Law Street Media

Tariff Trepidation: Acacia Acquires Deflecto Acquisition

An overhead view of a cargo port.

high angle view on Cargo container terminal in Hamburg port

After Donald Trump’s reelection this week, companies may reevaluate their oversees manufacturing operations in response to the possibility of significant new tariffs. Deflecto Acquisition, which operates 9 manufacturing facilities cross the United States, Canada, the United Kingdom and China, could face these political headwinds as it seeks to complete its merger with Acacia Research Corporation. This all-cash deal is structured as a stock purchase, whereby Acacia intends to acquire Deflecto for $103.7 million.
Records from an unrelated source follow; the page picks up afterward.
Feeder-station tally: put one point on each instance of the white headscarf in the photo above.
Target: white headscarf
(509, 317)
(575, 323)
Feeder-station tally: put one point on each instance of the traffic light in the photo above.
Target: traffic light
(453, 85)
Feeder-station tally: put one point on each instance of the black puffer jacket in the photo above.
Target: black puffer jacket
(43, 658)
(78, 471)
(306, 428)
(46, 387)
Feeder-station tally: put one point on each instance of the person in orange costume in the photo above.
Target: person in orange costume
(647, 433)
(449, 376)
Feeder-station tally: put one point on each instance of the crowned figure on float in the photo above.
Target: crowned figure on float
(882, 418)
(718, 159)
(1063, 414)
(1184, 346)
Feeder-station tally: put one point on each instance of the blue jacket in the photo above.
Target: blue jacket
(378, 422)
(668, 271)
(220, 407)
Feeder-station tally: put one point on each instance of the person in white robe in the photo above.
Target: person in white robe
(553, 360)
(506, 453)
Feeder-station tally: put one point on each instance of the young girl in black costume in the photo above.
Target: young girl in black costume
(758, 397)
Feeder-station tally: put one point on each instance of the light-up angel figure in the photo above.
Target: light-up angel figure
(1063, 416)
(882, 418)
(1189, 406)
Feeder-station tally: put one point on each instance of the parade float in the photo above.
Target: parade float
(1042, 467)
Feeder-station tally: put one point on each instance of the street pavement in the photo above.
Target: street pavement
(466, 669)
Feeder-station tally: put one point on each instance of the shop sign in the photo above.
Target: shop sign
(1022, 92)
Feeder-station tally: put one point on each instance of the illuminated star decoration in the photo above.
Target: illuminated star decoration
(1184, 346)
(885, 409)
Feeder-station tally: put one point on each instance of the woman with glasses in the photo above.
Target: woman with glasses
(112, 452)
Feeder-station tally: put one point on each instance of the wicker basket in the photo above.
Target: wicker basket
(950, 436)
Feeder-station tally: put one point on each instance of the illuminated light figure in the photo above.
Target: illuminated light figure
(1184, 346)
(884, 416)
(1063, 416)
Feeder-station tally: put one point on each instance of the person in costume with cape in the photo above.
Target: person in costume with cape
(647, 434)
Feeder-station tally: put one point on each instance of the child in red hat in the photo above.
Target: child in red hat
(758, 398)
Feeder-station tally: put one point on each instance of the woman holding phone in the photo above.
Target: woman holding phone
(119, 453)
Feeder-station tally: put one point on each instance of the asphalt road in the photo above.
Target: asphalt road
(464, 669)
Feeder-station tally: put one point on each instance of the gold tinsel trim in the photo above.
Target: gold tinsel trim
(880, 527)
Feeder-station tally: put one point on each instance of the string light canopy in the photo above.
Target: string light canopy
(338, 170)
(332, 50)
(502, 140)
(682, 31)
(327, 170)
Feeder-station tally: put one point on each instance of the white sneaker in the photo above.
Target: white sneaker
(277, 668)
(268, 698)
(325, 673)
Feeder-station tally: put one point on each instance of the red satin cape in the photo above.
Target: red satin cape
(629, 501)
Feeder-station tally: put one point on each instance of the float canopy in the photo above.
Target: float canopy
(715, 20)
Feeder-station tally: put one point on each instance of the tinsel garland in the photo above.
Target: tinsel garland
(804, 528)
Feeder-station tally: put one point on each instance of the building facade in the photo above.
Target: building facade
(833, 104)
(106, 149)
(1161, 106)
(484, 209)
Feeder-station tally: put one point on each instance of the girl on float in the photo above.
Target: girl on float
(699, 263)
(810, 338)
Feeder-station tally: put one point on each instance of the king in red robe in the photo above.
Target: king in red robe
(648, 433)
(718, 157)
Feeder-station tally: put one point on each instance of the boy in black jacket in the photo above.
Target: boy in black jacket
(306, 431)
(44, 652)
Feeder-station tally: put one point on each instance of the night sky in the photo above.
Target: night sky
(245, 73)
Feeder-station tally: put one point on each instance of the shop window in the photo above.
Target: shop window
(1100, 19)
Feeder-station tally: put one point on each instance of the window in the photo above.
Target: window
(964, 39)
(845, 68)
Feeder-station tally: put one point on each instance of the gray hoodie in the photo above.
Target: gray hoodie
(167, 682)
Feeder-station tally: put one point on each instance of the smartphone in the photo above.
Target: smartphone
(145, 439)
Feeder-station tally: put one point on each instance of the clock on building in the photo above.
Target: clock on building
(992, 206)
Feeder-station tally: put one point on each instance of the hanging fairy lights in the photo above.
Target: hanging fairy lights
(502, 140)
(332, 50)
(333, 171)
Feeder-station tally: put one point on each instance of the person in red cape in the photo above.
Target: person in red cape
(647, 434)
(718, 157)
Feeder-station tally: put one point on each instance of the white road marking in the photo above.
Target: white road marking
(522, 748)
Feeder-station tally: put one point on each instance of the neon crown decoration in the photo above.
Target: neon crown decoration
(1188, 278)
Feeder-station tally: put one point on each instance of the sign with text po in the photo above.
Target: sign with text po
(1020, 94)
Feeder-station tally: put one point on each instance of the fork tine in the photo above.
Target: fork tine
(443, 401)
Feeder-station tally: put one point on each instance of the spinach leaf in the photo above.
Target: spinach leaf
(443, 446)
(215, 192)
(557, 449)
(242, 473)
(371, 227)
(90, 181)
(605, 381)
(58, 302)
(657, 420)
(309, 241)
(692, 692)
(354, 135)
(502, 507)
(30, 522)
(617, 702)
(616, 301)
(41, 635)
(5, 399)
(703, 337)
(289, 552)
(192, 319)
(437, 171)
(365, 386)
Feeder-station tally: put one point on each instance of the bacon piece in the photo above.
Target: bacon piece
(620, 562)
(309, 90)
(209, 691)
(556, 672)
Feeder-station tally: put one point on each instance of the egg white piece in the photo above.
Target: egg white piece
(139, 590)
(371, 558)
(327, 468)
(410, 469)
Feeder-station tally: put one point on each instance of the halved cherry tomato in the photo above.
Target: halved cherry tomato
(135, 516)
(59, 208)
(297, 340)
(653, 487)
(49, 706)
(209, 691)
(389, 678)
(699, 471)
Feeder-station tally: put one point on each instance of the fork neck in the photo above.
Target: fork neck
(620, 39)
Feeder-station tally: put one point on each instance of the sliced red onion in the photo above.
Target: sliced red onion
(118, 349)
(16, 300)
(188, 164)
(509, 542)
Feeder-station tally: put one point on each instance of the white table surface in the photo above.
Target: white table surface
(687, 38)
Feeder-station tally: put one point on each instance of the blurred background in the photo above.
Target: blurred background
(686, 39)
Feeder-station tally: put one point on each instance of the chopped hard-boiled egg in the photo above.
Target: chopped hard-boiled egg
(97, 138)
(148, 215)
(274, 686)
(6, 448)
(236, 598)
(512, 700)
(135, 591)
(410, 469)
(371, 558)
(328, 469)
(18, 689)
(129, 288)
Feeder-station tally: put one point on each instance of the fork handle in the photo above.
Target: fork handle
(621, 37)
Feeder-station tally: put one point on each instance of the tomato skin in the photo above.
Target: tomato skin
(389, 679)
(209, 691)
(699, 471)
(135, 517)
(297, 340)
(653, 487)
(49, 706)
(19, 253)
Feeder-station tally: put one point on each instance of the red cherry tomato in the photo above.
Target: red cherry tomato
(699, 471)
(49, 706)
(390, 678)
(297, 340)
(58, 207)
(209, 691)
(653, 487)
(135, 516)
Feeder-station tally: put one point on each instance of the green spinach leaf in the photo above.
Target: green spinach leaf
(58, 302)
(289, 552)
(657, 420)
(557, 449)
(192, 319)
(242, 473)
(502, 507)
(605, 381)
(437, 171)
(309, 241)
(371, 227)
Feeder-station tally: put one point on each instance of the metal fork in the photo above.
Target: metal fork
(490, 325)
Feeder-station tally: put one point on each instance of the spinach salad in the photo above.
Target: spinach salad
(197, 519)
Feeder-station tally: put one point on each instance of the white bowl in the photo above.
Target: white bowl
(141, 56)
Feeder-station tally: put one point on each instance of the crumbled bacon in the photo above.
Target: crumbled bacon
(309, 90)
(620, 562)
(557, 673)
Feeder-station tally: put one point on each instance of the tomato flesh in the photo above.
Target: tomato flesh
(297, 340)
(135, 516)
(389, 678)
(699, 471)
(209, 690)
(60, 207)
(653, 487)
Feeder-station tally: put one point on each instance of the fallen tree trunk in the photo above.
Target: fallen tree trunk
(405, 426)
Indianapolis-based Deflecto’s “products include emergency warning triangles and vehicle mudguards used by the transportation industry, various airducts and air registers used by the HVAC market and literature, sign holders and floormats used by the office market,” according to the deal’s press release

This week, President-elect Trump announced his intention to levy a 60% tariff on Chinese-made products as well as a 10% levy on all imported goods worldwide. Analysts warn of retaliatory tariffs that will blunt trade and hinder supply chains. Some companies have responded by ramping up imports now in order to build a large inventory they can use while they decide how to react to any tariffs that go into place after Trump takes office again this January. 

Source: Peterson Institute

During Trump’s first administration, he faulted China for unfair trade practices in 2018 and levied moderate tariffs in retaliation. President Xi responded by increasing tariffs on U.S. goods, creating a spiral of retaliatory tariffs that reduced both Chinese imports as well as U.S. exports. By 2019, U.S. Treasury declared that China was manipulating its currency in order to artificially make their goods less expensive. This led to additional rounds of tariff increases.

In January 2020, just as the Covid-19 virus was spreading from China to the rest of the world, the US and China agreed to the “Phase One Deal,” whereby the two nations “agreed to the rollback of tariffs, expansion of trade purchases, and renewed commitments on intellectual property, technology transfer, and currency practices.” The Biden Administration largely retained Trump’s tariffs to this day. 

Reshoring + FDI Job Announcements by year, 2010-2023

Source: Reshoring Initiative

While many analysts blame tariffs for increasing consumer prices and blunting economic growth, others credit them for protecting U.S. manufacturers and extracting concessions from other nations. Since the 2020 pandemic, many U.S. companies have shifted manufacturing operations back home in light of the risks of supply chain disruptions and increased overseas costs. Neither Acacia nor Deflecto have indicated any plans to shift the latter’s China-based manufacturing to existing facilities in the U.S., U.K., or Canada. 

According to DealPulse’s M&A database, which harnesses both AI and attorneys to digest the granular deal points of publicly-announced transactions, Acacia is advised by law firm Baker Botts L.L.P. and Deflecto is advised by Vedder Price P.C.